A specific GABAAR subtype that consists of the α5 subunit is focused in the hippocampus. The hippocampus is the key centre for learning and memory and is especially essential for the formation of spatial and episodic memory. In particular, the hippocampus is involved in neurodegenerative diseases that result in dementia, as well as short-term memory loss caused by anaesthetics, many of which directly activate GABAARs.
Major efforts were made to target α5 GABAAR to enhance cognitive performance by blocking receptor function. Mounting evidence suggests that reducing the activity of α5 GABAAR can enhance learning and rescue memory defects in animal models. In this talk, the cognitive enhancing effects of GABAA α5 negative allosteric modulators (NAMs) in a Huntington’s disease mouse model will be discussed. In addition, findings related to memory loss due to anaesthesia and how this can be rescued GABAA α5 NAMs will be presented.
About the Speaker
Olivia graduated from the University of Aberdeen with an Honours degree in Biomedical Science. She completed her PhD in the University of Edinburgh, focusing on the mechanisms of peptide release from neuronal dendrites. In 2012, Olivia joined a drug discovery project funded by GlaxoSmithKlein at the University of Dundee to investigate the effects of compounds designed to slow the progression of Huntington’s disease. In 2016, she embarked on a project funded by the Wellcome Trust and supported by AstraZeneca to search for GABAA α5 NAMs to enhance cognitive performance in a mouse model of Huntington’s disease.
Olivia uses in vivo and in vitro approaches for her studies.
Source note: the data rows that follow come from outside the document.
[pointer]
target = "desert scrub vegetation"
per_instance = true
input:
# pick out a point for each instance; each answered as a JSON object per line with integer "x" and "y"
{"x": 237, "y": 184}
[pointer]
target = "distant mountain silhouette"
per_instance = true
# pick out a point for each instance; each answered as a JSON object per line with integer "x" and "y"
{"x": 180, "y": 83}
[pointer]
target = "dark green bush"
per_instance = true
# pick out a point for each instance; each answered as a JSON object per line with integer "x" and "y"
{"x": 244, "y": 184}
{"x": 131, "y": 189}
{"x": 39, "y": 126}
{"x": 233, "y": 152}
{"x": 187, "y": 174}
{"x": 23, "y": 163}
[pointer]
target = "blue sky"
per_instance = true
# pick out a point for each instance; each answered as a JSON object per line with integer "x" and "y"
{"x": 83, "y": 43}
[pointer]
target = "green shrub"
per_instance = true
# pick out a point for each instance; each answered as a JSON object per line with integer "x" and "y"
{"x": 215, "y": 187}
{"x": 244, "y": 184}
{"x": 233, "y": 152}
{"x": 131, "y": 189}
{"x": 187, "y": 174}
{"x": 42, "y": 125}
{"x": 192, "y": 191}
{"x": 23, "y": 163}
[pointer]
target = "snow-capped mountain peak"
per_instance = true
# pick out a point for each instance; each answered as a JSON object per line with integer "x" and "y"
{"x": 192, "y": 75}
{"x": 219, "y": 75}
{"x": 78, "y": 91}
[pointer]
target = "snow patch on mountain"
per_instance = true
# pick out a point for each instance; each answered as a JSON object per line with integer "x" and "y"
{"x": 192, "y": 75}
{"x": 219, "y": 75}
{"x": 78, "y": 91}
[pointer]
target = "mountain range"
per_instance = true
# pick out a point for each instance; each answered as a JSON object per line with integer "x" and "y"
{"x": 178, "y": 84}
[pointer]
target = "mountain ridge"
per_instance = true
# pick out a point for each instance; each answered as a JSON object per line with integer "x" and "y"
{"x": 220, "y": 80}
Using a transgenic model for Huntington’s disease, she is able to study cognitive decline as the disease progresses and measure memory impairment using different behavioural paradigms. Drug effects were also quantified using confocal imaging techniques and biochemistry approaches. In addition, an in vitro correlate of learning and memory in the form of long-term potentiation is used to study the effects of GABAA α5 NAMs on neuronal synaptic plasticity.